Located in the Grand Boulevard community, Taylor Park in Bronzeville totals 9.65 acres and features a fieldhouse, various meeting rooms, a combination gymnasium and assembly hall, fitness center and a boxing center. Outside, the park offers baseball fields, an athletic field for football or soccer, a tennis court, a swimming pool and a playground.
Many of these spaces are available for rental. Park-goers can play seasonal sports at the facility. On the cultural side, Taylor Park offers music and dance classes as well.
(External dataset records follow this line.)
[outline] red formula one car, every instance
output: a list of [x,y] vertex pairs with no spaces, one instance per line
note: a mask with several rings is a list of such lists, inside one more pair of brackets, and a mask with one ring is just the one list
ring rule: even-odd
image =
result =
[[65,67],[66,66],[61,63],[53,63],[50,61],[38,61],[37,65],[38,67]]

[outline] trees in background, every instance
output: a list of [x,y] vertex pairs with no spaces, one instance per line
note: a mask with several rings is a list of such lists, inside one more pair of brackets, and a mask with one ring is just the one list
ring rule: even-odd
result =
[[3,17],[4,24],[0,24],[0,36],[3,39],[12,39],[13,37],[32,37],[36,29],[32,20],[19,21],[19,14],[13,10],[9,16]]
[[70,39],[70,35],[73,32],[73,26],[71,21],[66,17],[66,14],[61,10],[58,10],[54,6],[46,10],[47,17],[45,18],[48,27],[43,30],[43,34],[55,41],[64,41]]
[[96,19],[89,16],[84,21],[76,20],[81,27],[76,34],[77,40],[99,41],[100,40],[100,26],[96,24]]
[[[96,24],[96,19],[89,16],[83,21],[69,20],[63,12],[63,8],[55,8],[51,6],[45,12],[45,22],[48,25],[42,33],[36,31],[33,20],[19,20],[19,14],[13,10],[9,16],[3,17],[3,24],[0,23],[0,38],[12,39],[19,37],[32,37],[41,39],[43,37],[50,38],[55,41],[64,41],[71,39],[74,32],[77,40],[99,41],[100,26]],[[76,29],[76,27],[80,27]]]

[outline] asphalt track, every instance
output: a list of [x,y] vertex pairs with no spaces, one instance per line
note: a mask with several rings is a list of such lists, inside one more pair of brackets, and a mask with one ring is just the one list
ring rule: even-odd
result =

After school programs are offered throughout the school year, and in the summer youth attend the Park District’s popular six-week day camp.
In addition to programs, Taylor Park hosts fun special events throughout the year for the whole family, such as Fitness Fun Days, Movies in the Park and other Night Out in the Parks events.
Taylor Park in Bronzeville sits on West 47th Street, at the heart of the former Robert Taylor Homes, once the nation's largest public housing project. The Chicago Housing Authority developed the Taylor Homes in the early 1960s, cutting a wide swath along the western edge of Bronzeville, Chicago's historic "Black Metropolis."
The housing complex, designed by Shaw, Metz, and Associates, included a substantial community building with various meeting rooms and a combination gymnasium and assembly hall. In 1962, the CHA began to lease this community building, along with 7.5 acres surrounding it, to the Chicago Park District. The following year, the park district installed tennis courts, a playground, and extensive plantings on the property. In 1967, CHA sold a small portion of the land to the park district, which in turn constructed a new swimming pool there.
The park and the surrounding housing complex honor Robert Rochon Taylor (1890--1959), the first African-American to head the CHA. Born in Tuskegee, Alabama, Taylor obtained a graduate degree in architecture from Howard University. Relocating to Chicago, he began building small, affordable homes for blacks. His work soon drew the attention of Julius Rosenwald, president of Sears and Roebuck and one of Chicago's foremost philanthropists.
In 1929, Taylor helped Rosenwald and Rosenwald's nephew, fellow architect Ernest A. Grunsfeld, Jr., plan the Michigan Boulevard Garden Apartments, the city's first low-income housing complex for African-Americans. Taylor managed the Michigan Boulevard development until his death in 1959.
Taylor's work on the Michigan Boulevard development led to his appointment to the CHA board of directors, on which he served from 1938 to 1950. He became CHA chairman in 1943.